Guerrilla User Testing July 27th, 2011

Project overview: Having worked for the client a number of times my relationship grow from an initial piece of work to run UAT (User testing) of one of the clients many websites. The site having been live for six months was at a suitable point at which to run user testing to direct the next phase of development identifying where best to focus efforts.

Key deliverables

  • Several key usability issues uncovered in under 10 days
  • Actionable recommendations presented to stakeholders
  • Findings documented with show reel, report and presentation slides
  • Recruitment costs: 9 coffees, 2 teas and 4 cakes, 1 caramel wafer (high cost due to Starbucks location)

Key areas of interest

User testing, Usability review, Guerrilla User Testing

Testing approach and design

The primary aim for the testing was to identify usability problems whilst at the same time answer a series of opinion based questions related to brand and content.

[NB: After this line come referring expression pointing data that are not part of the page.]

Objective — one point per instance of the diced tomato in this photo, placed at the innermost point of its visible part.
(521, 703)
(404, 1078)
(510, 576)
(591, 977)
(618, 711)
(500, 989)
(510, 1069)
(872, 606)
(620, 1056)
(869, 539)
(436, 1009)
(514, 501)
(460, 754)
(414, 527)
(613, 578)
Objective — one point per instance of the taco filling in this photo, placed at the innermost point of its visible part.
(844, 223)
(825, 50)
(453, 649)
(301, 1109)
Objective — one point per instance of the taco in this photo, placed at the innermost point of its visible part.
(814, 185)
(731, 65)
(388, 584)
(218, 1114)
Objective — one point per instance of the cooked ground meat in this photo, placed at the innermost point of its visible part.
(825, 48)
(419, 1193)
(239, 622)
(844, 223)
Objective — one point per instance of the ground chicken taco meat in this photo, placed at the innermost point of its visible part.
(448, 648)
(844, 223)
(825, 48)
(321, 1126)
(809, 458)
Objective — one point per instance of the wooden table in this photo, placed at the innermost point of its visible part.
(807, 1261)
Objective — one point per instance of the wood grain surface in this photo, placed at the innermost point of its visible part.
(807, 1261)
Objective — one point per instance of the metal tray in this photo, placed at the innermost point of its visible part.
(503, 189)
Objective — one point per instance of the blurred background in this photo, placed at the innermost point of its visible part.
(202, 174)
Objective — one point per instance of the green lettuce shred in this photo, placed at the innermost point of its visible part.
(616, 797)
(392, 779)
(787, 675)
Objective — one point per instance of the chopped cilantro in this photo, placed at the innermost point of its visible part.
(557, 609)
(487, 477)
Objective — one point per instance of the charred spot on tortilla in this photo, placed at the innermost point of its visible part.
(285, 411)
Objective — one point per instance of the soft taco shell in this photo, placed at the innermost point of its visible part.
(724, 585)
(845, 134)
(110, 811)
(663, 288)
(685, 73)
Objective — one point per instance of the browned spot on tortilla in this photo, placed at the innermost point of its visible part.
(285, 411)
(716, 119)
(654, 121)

In consultation with the team responsible for site delivery and ongoing maintenance my employer (Digirati) rapidly designed a test script that would capture the required information, an approach was designed combining two practices.

The first component was a series of observational tasks to gain insight into how the participant went about discovering content available on the site. Screen capture software recorded the participant’s interactions with the live website whilst a webcam captured the all import sound bites and facial expressions that further illustrate personal reaction to particular scenarios.

Opinion was captured through a series of questions each assigned with a unipolar 5 point scale designed to prompt the respondent to think of the presence or absence of qualities and attributes. These questions allowed subsequent analysis to ascertain the participant’s opinion regarding branding, look and feel and quality of content.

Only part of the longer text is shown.